Une œuvre de référence.
L'exposition se resserre autour de la présentation du monde vivant et de l'homme dans son environnement. La médecine arabe sera servie par quelques figures illustres comme al-Râzi (Rhasès, 865-935), Ibn Sina (Avicenne, 980-1037) et Ibn Ruchd (Averroès, 1126-1198). A Damas, les califes omeyyades ont attiré les meilleurs médecins de l'époque, qui sont de formation grecque ou syriaque. Tandis qu'à Bagdad, les abbassides recruteront des médecins d'origine persane. Tous ont été formés par les ouvrages de Galien et d'Hippocrate, dans le texte grec ou dans les versions syriaques réalisées à partir du VIe siècle. Après avoir traduit en syriaque, le chrétien Hunayn Ibn Ishâq (Joannitius) prendra la tête de la traduction en arabe. Avec son « Canon de la médecine », Ibn Sina réalise une œuvre de portée générale qui servira de référence et suscitera des commentaires jusqu'au XVIIe siècle.
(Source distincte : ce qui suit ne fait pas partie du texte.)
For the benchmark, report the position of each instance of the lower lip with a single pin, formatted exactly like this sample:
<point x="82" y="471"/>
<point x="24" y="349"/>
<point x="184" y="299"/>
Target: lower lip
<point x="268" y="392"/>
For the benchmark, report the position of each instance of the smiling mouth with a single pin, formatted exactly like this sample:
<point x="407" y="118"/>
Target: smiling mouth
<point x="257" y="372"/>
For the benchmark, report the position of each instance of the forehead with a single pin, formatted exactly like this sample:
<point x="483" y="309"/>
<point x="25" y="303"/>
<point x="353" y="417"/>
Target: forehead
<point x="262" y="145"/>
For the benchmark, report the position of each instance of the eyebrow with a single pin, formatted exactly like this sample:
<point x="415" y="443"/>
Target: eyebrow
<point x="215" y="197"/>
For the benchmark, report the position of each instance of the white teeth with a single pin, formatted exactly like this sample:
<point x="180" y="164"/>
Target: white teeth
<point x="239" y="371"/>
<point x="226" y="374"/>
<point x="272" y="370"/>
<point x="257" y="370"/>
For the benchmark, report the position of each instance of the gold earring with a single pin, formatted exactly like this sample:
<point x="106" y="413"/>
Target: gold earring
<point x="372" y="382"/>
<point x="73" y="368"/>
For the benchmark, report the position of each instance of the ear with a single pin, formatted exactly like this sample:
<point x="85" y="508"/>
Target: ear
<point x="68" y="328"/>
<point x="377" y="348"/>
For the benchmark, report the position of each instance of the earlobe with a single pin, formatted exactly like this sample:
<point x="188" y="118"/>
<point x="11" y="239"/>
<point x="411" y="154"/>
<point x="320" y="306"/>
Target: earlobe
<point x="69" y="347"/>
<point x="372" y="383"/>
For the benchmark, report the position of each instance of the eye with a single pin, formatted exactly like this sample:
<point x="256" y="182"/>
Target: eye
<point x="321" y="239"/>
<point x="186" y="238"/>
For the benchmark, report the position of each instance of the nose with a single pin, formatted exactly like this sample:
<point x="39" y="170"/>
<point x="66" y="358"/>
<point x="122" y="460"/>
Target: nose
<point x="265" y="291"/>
Gérard de Crémone, mort en 1187, le traduit en latin à Tolède ainsi que les œuvres d'al-Râzi et la partie chirurgicale de l'œuvre d'al-Zahrâwî (Abulcasis), largement diffusée.
Aux savoirs des anciens qu'ils vont structurer de manière cohérente, les médecins arabes ajoutent un sens aigu de l'observation.
Les premiers hôpitaux.
La naissance des hôpitaux (le plus ancien semble avoir été construit à Bagdad à la fin du VIIIe siècle et l'empire en comptera des dizaines) relève de cette double approche. Lieux de refuge pour les malades et les voyageurs, ce sont aussi des lieux d'observation des symptômes qui permettent de vérifier (et de rectifier au besoin) ce qui est dit dans les livres, ainsi que des lieux d'enseignement. Chaque hôpital possédait plusieurs services avec à leur tête un spécialiste.
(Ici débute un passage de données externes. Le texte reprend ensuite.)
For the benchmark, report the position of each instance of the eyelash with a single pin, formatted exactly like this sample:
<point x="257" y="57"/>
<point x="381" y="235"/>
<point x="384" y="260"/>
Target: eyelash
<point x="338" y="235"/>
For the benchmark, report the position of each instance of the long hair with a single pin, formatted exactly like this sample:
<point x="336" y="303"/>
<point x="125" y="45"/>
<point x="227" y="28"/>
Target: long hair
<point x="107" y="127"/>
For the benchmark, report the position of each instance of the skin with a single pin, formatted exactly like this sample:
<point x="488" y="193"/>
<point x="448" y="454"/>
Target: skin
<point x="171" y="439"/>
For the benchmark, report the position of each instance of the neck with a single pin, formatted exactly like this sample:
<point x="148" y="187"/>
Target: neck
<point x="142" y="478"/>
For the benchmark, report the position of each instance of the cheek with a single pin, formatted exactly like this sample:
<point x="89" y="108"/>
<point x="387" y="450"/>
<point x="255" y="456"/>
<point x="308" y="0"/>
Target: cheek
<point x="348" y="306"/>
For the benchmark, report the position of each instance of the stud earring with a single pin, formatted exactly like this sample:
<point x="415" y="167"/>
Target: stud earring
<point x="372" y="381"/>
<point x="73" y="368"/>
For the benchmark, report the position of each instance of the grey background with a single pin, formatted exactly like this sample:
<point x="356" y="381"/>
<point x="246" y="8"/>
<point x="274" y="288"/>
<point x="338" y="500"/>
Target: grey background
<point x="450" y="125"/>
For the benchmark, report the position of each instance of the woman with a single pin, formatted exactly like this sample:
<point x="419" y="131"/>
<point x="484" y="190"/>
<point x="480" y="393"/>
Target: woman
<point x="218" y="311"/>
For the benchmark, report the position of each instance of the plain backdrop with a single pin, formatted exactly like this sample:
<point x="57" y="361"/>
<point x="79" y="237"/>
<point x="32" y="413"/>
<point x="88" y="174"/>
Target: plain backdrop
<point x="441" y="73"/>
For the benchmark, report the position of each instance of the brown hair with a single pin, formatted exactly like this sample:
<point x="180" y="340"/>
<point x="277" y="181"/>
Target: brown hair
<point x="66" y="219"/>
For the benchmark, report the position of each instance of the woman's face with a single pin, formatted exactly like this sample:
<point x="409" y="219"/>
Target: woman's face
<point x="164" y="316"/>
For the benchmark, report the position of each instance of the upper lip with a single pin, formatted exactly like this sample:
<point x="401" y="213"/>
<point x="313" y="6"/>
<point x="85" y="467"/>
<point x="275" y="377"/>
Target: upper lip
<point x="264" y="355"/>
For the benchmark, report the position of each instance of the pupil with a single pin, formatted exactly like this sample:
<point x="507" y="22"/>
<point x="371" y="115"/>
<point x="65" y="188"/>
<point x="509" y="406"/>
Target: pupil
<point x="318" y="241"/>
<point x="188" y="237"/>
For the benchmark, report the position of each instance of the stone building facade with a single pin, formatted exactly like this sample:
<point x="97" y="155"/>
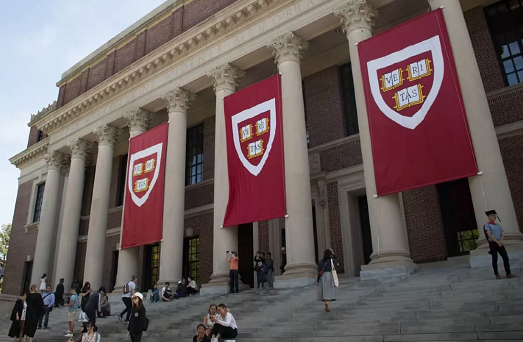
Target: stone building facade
<point x="178" y="62"/>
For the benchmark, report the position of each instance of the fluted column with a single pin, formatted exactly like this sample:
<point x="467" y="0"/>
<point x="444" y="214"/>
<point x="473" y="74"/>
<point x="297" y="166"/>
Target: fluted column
<point x="128" y="264"/>
<point x="94" y="257"/>
<point x="225" y="79"/>
<point x="171" y="251"/>
<point x="72" y="210"/>
<point x="389" y="235"/>
<point x="490" y="190"/>
<point x="42" y="257"/>
<point x="301" y="266"/>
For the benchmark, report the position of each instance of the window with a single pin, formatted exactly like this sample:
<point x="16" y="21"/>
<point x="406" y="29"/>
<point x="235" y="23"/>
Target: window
<point x="38" y="202"/>
<point x="350" y="112"/>
<point x="40" y="136"/>
<point x="505" y="20"/>
<point x="122" y="175"/>
<point x="194" y="163"/>
<point x="191" y="257"/>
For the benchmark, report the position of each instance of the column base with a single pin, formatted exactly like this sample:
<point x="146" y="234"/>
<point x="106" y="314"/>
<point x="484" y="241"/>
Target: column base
<point x="480" y="257"/>
<point x="297" y="275"/>
<point x="391" y="264"/>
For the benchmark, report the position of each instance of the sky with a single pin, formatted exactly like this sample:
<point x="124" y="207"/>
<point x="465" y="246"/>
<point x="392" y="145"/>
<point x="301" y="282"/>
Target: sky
<point x="42" y="39"/>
Toutefois, la médecine pratiquée le plus couramment n'était pas toujours celle des livres. La médecine traditionnelle des barbiers, des herboristes et des sages-femmes occupe le terrain, où l'on tient compte aussi des conseils rassemblés dans « la Médecine du prophète ». La saignée est fréquente et le médecin visiteur appréciera les miniatures extraites d'une traduction du Dioscoride où le praticien garde une attitude de sage assis sur ses coussins lorsqu'il reçoit un patient et quelles que soient les circonstances. Le pharmacien, contrôlé par des inspecteurs, tient son échoppe au marché. Il exécute l'ordonnance du médecin : préparations spécifiques ou médicaments codifiés. De nouvelles plantes venant des différentes régions du monde arabe ont complété les acquis du « Livre des médicaments simples », de Galien, et du « Livre des plantes », de Dioscoride. Al-Kindî (c. 800-c. 870) tente de trouver une règle mathématique pour calculer l'intensité d'un médicament.
L'exposition s'achève sur le rôle des sciences dans les arts : géométrie en architecture, chimie pour les céramiques ou le verre émaillé. Ce qui permet de présenter quelques objets exceptionnels.
Panneaux ajourés comme des moucharabiehs jetant des tâches de lumière sur le sol, bassin d'images laissant entendre un bruit d'eau, modules audiovisuels intégrés, coups de projecteurs sur des objets et des manuscrits remarquables, tout contribue à redonner leur âge d'or aux sciences arabes, longtemps occultées par les Occidentaux ou bien réduites à un rôle de « passeur » du savoir grec. Les jeunes passionnés qui partirent à leur tour au XIIe siècle à la conquête du savoir arabe accumulé à Tolède et à Palerme pour le mettre en latin le comprirent. Et se l'approprièrent à leur tour.
Entrée côté Seine. Du mardi au vendredi de 10 h à 18 h, les week-ends et jours fériés de 10 h à 19 h, 9 euros, 7 euros (réduit) 5 euros (moins de 26 ans). Catalogue 59 euros.